My big fat guilt trip

So I made a poet feel guilty about drinking Coke. I made a citizen activist grimace in admitting he goes to Starbucks. I preach to strangers about shopping at Wal-Mart.

My name is Deidre. I am smug. I’m a hypocrite.

You don’t have to be Catholic to grovel under the weight of unkept rules, ideals that dictate what you wear, where you shop and what food you eat. You just have to care enough about certain issues.

I was eating some lovely flautas at a small Mexican restaurant in Cancun during a trip there nearly two weeks ago. I was talking with Harvey Bale of Geneva, Switzerland, who represented the International Federation of Pharmaceutical Manufacturers Association at the recent (and failed) WTO ministerial meetings.

We were talking about the models of the world and how difficult it is to impose one model of the world (say capitalist corporate agribusiness) on another (like a small community farm culture).

There’d been shouting across the street at a hotel next door to the Convention Center in Cancun, where the WTO talks were going on. A few demonstrators with signs appeared.

The signs called for fair trade and decried Wal-Mart.

“I guess they don’t like Wal-Mart,” Bale said.

I walked over to talk to the protesters. They did not express merely the many gripes they have with the evil, profit-mongering Wal-Mart. They were also upset at many within their own ranks of anti-globalization folk. They whined: “We see other activists popping into Wal-Mart to pick up stuff they forgot at home.”

I was amused at first. What, not enough to just say Wal-Mart is bad? You have to castigate people who are essentially your friends and allies?

We impose our vision on others.

Thinking about it, though, I realized that I do this all the time.

Example: I joined in when an acquaintance picked on her kind-hearted poet friend who was drinking a carbonated beverage.

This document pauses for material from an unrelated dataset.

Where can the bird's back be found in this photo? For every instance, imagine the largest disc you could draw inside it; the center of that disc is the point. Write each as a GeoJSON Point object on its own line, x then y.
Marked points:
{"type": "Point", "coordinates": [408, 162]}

“You shouldn’t be drinking Coke while the boycott’s still going on,” she said.

“There’s a boycott?” he asked.

“Yeah, remember Colombia—workers at a Coke plant are trying to unionize, and they’re being beaten up by thugs they say are hired by Coke?”

“To bust up the union,” I added. Maybe I even raised my eyebrows a bit. All self-righteous-like.

The poet’s hand curled around the label, as if to hide it.

“I won’t drink any more Coke, I promise.”

I replayed this episode in my head later, as I sipped0 a Diet Coke.

I’m worse when it comes to Starbucks. You should hear me go on about how the evil coffee giant runs small coffee shops out of business. How it pays pennies per pound of coffee to indigent Third World farming folk, then turn around and sells that coffee to you for $4 a cup.

“I don’t care if a caramel macchiato is your dream drink,” I’ll say. “They’re poisoning the planet!” I fail to mention the coffee giant now offers at least one (hey, it’s a start) blend of “fair trade” coffee. I don’t note that I’ve sampled the evil brew more than once.

When Sam Dehne (see RN&R News,) met with me recently, he apologized to me for drinking Starbucks coffee. So did at least one voter in the RN&R’s Best of Reno contest, who voted “Starbucks” for best coffee and followed that with a parenthetical “Sorry!”

But my most defining moment of hypocrisy this past week was the 30 seconds I spent explaining to a nice man with calloused hands and worn blue jeans why Wal-Mart is an evil place to shop. We were in a check-out line.

“They’re going to own us,” I warned, handing my credit card to the friendly Wal-Mart associate.